Part of the book series: Studies in Computational Intelligence ((SCI,volume 595))

Abstract

Knowledge Cartography (KC) allows for fast answering of Description Logic (DL) knowledge base queries, but requires expensive preprocessing to represent knowledge in internal representation, i.e., the algorithm for computation of map of concepts as binary signatures is exponential time (however, for taxonomies—as many practical cases have shown—it is at most quadratic time). Preprocessing is already part of DL reasoning process and some computations are pre-calculated before user issues query to knowledge base. Using another method—Tableaux, no knowledge preprocessing is performed, however, all reasoning is done after user issues query. That’s why KC is faster than Tableaux during query answering.
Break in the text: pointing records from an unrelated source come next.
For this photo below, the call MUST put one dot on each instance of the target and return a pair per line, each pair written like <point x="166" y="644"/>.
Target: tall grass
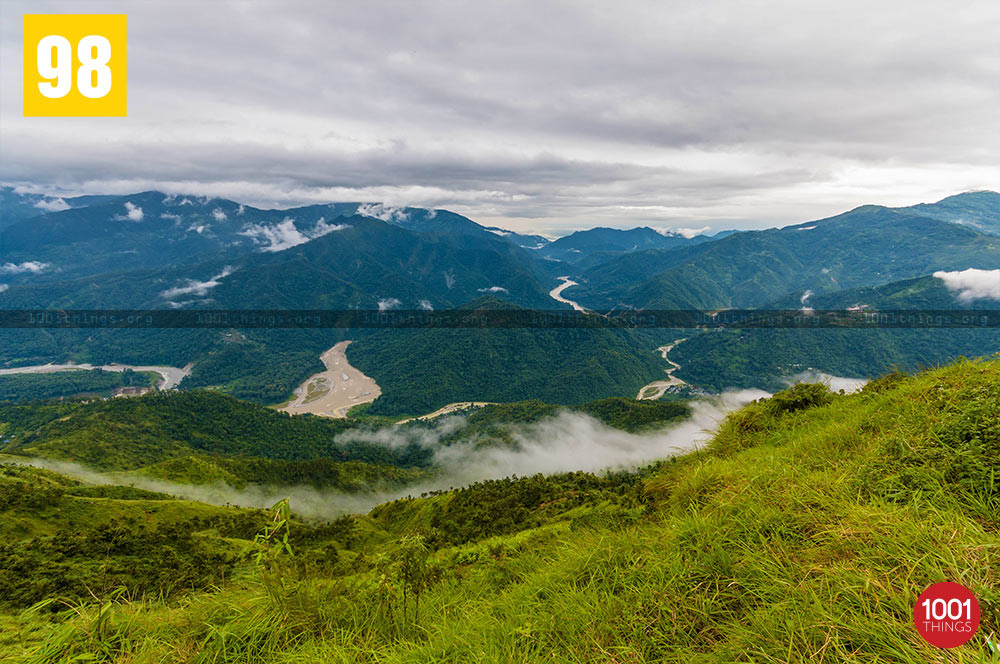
<point x="804" y="533"/>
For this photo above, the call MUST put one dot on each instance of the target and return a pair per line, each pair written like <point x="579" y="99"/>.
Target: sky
<point x="535" y="116"/>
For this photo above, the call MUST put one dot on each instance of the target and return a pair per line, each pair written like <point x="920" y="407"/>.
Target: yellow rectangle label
<point x="74" y="65"/>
The chapter focuses on preprocessing issue for KC. It mainly considers the research on efficient generation of binary signatures and signatures rebuilding by employing the methods for logic synthesis. It has been confirmed that logic synthesis Complement algorithm is efficient when applied to the construction of the map of concepts. The research has shown that strategy of construction should be adjusted depending on ontology size. For smaller ontologies—the non-recursive approach should be used, on the contrary—for larger ontologies—recursive approach with bi-partitioning of the ontology graph. The recursive procedure indicated good scaling for large taxonomies. Another observation was that Complement algorithm works faster for non-sorted CNFs.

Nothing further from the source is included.